The Government has now thrown its weight behind Kenya Commercial Bank (KCB’s) bid to acquire loss-making National Bank of Kenya (NBK) a day after lawmakers directed the Treasury to reject the deal.
In a statement, Treasury CS Ukuru Yattani stated that the multibillion-shilling acquisition will yield positive results for both KCB and National Bank in order to support the bigger government agenda of strengthening the financial sector in Kenya.
“The Government as a shareholder has been engaged in the process. In our strategic role, we recognize the need for strong and stable banks for our fiscal responsibilities,” Yattani said.
He added that both KCB and NBK had already made a public announcement on the proposal to the merger and have engaged shareholders of NBK to swap their shares with KCB shares.
“All stakeholders including Parliament have been consulted. The government is confident that these engagements will yield positive results for banks involved and support the bigger government agenda of strengthening the financial sector in the country,” Yattani said.
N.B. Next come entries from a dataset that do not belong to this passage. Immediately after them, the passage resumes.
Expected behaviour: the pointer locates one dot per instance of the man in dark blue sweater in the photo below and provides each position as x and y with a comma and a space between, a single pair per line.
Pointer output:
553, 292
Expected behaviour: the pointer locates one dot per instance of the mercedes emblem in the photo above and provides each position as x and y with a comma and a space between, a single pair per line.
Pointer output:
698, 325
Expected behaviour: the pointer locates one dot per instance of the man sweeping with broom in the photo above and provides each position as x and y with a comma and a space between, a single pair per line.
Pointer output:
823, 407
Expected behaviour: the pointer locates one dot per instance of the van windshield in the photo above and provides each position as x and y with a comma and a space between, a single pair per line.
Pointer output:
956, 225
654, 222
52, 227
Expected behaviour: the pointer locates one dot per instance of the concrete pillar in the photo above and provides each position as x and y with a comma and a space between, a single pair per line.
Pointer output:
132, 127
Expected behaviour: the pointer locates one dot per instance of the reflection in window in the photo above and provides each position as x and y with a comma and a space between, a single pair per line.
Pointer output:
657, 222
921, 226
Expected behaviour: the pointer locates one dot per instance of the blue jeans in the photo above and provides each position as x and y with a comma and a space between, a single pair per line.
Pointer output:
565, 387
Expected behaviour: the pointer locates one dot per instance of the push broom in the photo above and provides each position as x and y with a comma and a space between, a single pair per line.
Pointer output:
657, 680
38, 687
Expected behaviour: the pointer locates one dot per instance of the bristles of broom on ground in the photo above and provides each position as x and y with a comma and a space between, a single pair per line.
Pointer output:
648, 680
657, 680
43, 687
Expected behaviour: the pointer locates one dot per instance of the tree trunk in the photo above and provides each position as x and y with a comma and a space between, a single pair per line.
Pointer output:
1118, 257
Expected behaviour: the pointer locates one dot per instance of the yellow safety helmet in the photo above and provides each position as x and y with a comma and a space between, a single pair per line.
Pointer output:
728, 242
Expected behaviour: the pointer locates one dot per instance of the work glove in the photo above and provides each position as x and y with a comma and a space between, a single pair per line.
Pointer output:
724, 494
During a Parliament session, The Finance and National Planning Committee asked NBK’s principal shareholders – the National Treasury (22.5 percent) and the National Social Security Fund (NSSF) (48.05 percent) to reject KCB’s offer to acquire 100 percent shareholding.
The committee argued that the takeover deal undervalues NBK and is not in the best interest of workers, taxpayers, NBK staff and minority shareholders.
KCB’s valued NBK at Sh6 billion against an independent valuation of Sh9 billion. In their recommendation, the MPs wants the Treasury to fund the lender amid warnings by Central Bank of Kenya (CBK) that failure to rescue NBK would lead to its collapse.
“NBK is a strong bank with good asset value. The only challenge facing it is that of core capital and the total risk: weighted assets ratio, which is 2.4 percent, below the minimum statutory requirement of 10.5 percent,” the MPs stated.
The Sh5.8 billion share-swap deal, is already open for acceptance by shareholders, with the offer expected to close at the end of this month, KCB is seeking to acquire NBK through 10 for one shares swap.
Market regulator, Capital Markets Authority said success or failure of the takeover is fully dependent on the shareholders of both KCB and NBK.
“It is then up to the NBK shareholders to accept or reject the offer. If the threshold for acceptance is not met then the offer fails but if it is met it is deemed successful,” it stated.